Progress and Outcome Measures

Setting goals and regularly evaluating them are essential components of physiotherapy rehabilitation. By continuously measuring any changes and improvements in a child’s level of pain, their movement, strength and flexibility, functional ability and behaviour, a clear pathway of progress can be charted and this can help to choose the correct method of physiotherapy treatment and focus more specifically on achieving appropriate goals in the most appropriate timeframe.

The goals and measurement tools chosen should reflect the things that a child and their parents / carers feel are important to them – children are likely to make the greatest gains when therapy and the related goals concentrate on activities that are meaningful to them and that they enjoy, and those that will make a difference in their lives. Goals should therefore be specific, measurable and individual, focusing on aspects relevant to the child and their family.

In physiotherapy, in order to evaluate changes and design a rehabilitation programme that achieves all of these things, we use specific measurement tools that help to identify progress made and appropriate forms of treatment. Each child will have specific needs and specific difficulties and therefore the measurement tools chosen must reflect these factors.

Not only is it important for a physiotherapist to measure the progress of a child under their care, but it can help families and carers involved in a child’s rehabilitation to see and understand the changes that are taking place as a result of their physiotherapy.

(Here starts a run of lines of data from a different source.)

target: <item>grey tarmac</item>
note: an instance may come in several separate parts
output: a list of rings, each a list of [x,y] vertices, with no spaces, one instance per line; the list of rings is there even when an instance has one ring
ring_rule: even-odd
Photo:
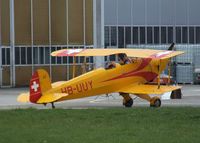
[[[200,107],[200,85],[182,85],[182,99],[162,100],[162,107]],[[37,105],[32,103],[19,103],[17,96],[22,92],[28,92],[28,88],[1,88],[0,109],[51,109],[51,105]],[[135,99],[134,95],[131,95]],[[122,97],[118,93],[109,95],[86,97],[75,100],[55,103],[56,108],[63,109],[87,109],[87,108],[124,108]],[[136,98],[133,107],[149,107],[149,103],[143,99]]]

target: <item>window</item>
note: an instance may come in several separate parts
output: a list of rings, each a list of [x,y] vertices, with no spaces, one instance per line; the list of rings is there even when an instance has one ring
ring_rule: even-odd
[[[153,43],[152,27],[147,27],[147,43],[148,44],[152,44]]]
[[[26,64],[26,48],[25,47],[21,47],[20,48],[20,53],[21,53],[21,63],[20,64]]]
[[[39,64],[39,50],[38,47],[33,47],[33,59],[34,59],[34,64]]]
[[[159,27],[154,27],[154,44],[159,44],[159,37],[160,37]]]
[[[168,43],[174,42],[173,27],[168,27]]]
[[[2,48],[2,65],[6,65],[6,49]]]
[[[111,46],[117,45],[117,28],[111,27]]]
[[[200,43],[200,27],[196,27],[196,43]]]
[[[27,48],[27,64],[32,64],[32,48]]]
[[[166,27],[161,27],[161,44],[166,44],[166,42],[167,42]]]
[[[107,47],[107,46],[109,46],[109,41],[110,41],[110,36],[109,36],[109,27],[108,26],[106,26],[105,27],[105,46]]]
[[[194,44],[194,27],[189,27],[189,43]]]
[[[118,27],[118,47],[124,47],[124,27]]]
[[[44,48],[44,52],[45,52],[45,54],[44,54],[44,56],[45,56],[45,58],[44,58],[44,63],[45,63],[45,64],[49,64],[49,63],[50,63],[49,47],[45,47],[45,48]]]
[[[182,43],[188,42],[188,30],[187,27],[182,27]]]
[[[61,50],[61,47],[57,47],[57,50]],[[56,64],[61,64],[61,57],[56,57],[57,58],[57,63]],[[77,62],[78,60],[76,60]]]
[[[145,44],[145,27],[140,27],[140,44]]]
[[[52,53],[53,51],[55,51],[55,50],[56,50],[55,47],[51,47],[51,53]],[[56,64],[56,57],[51,56],[51,64]]]
[[[15,47],[15,64],[20,64],[20,53],[19,53],[19,47]]]
[[[133,27],[133,44],[138,44],[138,27]]]
[[[126,45],[131,44],[131,27],[126,27]]]
[[[181,43],[181,27],[176,27],[176,43]]]
[[[10,65],[10,48],[6,48],[6,62]]]

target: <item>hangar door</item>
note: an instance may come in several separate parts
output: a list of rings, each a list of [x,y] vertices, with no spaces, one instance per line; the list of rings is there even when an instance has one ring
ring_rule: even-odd
[[[11,87],[10,47],[0,47],[0,87]]]

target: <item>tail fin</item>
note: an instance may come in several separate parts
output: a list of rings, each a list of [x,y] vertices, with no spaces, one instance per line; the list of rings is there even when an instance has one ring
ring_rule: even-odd
[[[49,74],[43,69],[37,70],[32,75],[29,88],[30,102],[37,103],[42,94],[52,88]]]
[[[170,45],[170,47],[168,48],[168,51],[173,51],[173,50],[174,50],[174,45],[175,45],[175,43],[172,43],[172,44]]]

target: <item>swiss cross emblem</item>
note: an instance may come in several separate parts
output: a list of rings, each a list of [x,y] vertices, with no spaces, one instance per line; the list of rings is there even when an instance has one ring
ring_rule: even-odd
[[[39,84],[34,81],[33,84],[31,85],[31,89],[34,90],[34,92],[37,92],[39,88]]]
[[[69,49],[66,51],[67,55],[75,55],[83,51],[83,49]]]

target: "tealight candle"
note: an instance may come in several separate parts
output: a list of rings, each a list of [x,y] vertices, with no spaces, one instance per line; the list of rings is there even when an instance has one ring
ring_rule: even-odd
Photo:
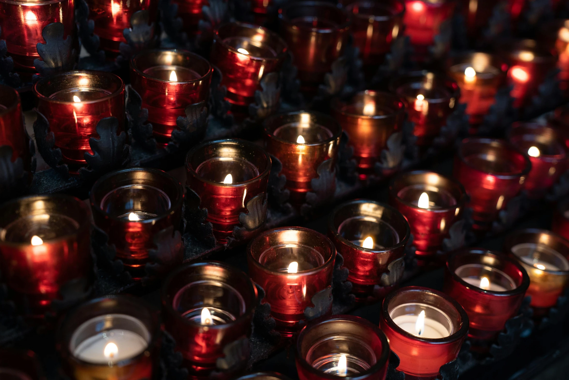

At Yorkshire Children’s Physiotherapy, our clinicians use a number of outcome measures and tools to evaluate progress, depending upon each child’s condition and their needs. We are committed to providing a high-quality and evidence-based service in order that we achieve the best for the children in our care, and base our physiotherapy programmes on sound clinical reasoning.

Examples of paediatric physiotherapy outcome measures include:

  • Modified Ashworth Scale to measure muscle tone and spasticity
  • MRC Scale / Oxford Grading of muscle strength / power
  • GMFM (Gross Motor Function Measure) used for children with Cerebral Palsy
  • Alberta Infant Motor Scale measures gross motor maturation of infants

Please ask your physiotherapist about measurement tools and how they can help to illustrate the progress that your child is making with physiotherapy rehabilitation. It is important to us that you as parents and carers are involved in your child’s therapy and are part of their progress.